Derken bir ara birinin ağzından Yılmaz Büyükerşen lafı
çıktı ve olan oldu.
SEZER'İN SESİ GİDEREK YÜKSELİYOR
Zeki Sezer hemen lafa girdi, “Efendim, artık durdu parti, ben
çalışamıyorum, çalışma imkânı kalmadı...” diye yüksek sesle
konuşmaya başladı. Sesi giderek yükseliyor ve öfkesi de sesine
yansıyordu.
SEZER BAĞIRIYOR, RAHŞAN HANIM "ÇİRKİNLİK" DİYOR, ECEVİT
TİTRİYORDU
SEZER: SİZİN İÇİN BAŞBAKANLIKTAN VAZGEÇTİM
“Zamanında siz bana önerdiniz Büyükerşen’in adını”
dedi. Gerçekten de Sezer 2005’te bir yürüyüş sırasında bana da
“Başbakan adayı ben olmayayım, Büyükerşen olsun”
demişti. Bunu Ecevit’e de söylemiş, hatta bir keresinde
Büyükerşen’i alıp Ecevit’e gitmiş.
“Ben” dedi, “Her türlü fedakârlığı yaptım sizin için, parti için.”
Tabii Rahşan Hanım hemen “Ne yaptın?” diye sordu, Sezer
“Partiye sahip çıkmak için başbakanlıktan vazgeçtim, genel
başkanlıkla yetindim” dedi.
RAHŞAN HANIM'IN DOĞRU SORUSU
Rahşan Hanım da “İnsan elindeki şeyden vazgeçince
fedakârlık olur. Başbakanlık nasıl senin feda edeceğin bir şey
ki” diye yanıt verdi. Sezer tabii çok zor durumda kaldı,
ama bir kez sinirlenince insicamı gidiyor, sesi yine yükselmeye
başladı. O kadar bağırıyor ki ben artık endişe etmeye
başladım, çünkü Ecevit’in de çok sağlıklı olmadığı
hissediliyor.
BİLDİĞİNİZ GİBİ İDARE EDİN!
Hayır, kendini Ecevit’e duyurmanın ötesine geçmiş bir tondu. Yani
şöyle söyleyeyim, sesi evin içinde çınlıyordu. Derken birden kalktı
ayağa, “Bildiğiniz gibi idare edin” dedi.
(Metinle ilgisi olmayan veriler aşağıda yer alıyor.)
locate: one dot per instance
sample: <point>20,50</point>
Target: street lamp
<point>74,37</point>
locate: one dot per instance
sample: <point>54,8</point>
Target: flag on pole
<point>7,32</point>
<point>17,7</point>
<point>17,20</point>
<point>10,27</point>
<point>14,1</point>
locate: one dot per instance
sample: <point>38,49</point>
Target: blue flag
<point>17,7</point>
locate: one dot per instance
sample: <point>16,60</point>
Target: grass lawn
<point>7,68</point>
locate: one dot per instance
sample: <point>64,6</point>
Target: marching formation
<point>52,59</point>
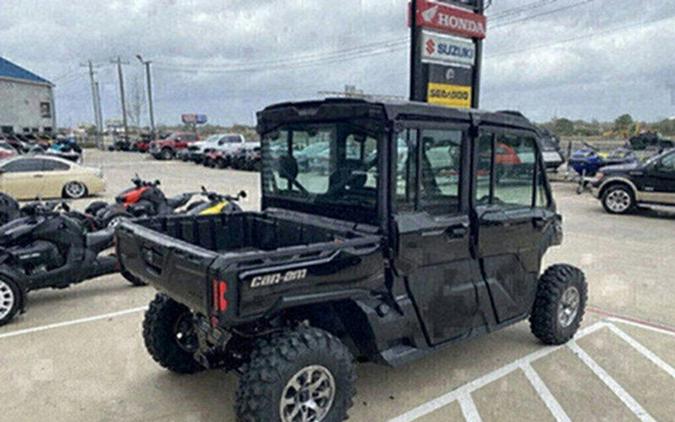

RAHŞAN HANIM: BU ÇİRKİNLİK
O böyle bağırarak bunu deyince bu kez Rahşan Hanım kalktı, çok sert
bir tonda “Bu yaptığınız çirkinliktir” deyip
salonu terk etti.
ECEVİT TİTRİYORDU
Ecevit titriyor, o da kalktı ayağa, bir şeyler söylemek istiyor,
ama tam söyleyemiyor. Şimdi bakın, Ecevit’e silah çekilebilir, ateş
edilebilir, ettiler de, her türlü siyasi saldırıya maruz
bırakılabilir, bıraktılar da, ama Ecevit’in yüzüne karşı
bağrılamaz. Ve bu sadece saygıdan değil, fiziki imkânlar da müsait
olmadığı için yapılamaz. Nezaketi bir hayat tarzı haline
getirmiş biri... Üstelik bu da hesaplı bir şey değil, doğal hali
öyle.
Ressam bir anneyle doktor bir babanın tek çocuğu, aristokrat bir
ailede büyümüş, şiirsel bir insan... Dediğim gibi ona ateş
edilebilir, ama bağrılamaz. Şimdi böyle birinin o gece
herhalde müthiş bir üzüntüye girdiğini hesap etmek zor değil.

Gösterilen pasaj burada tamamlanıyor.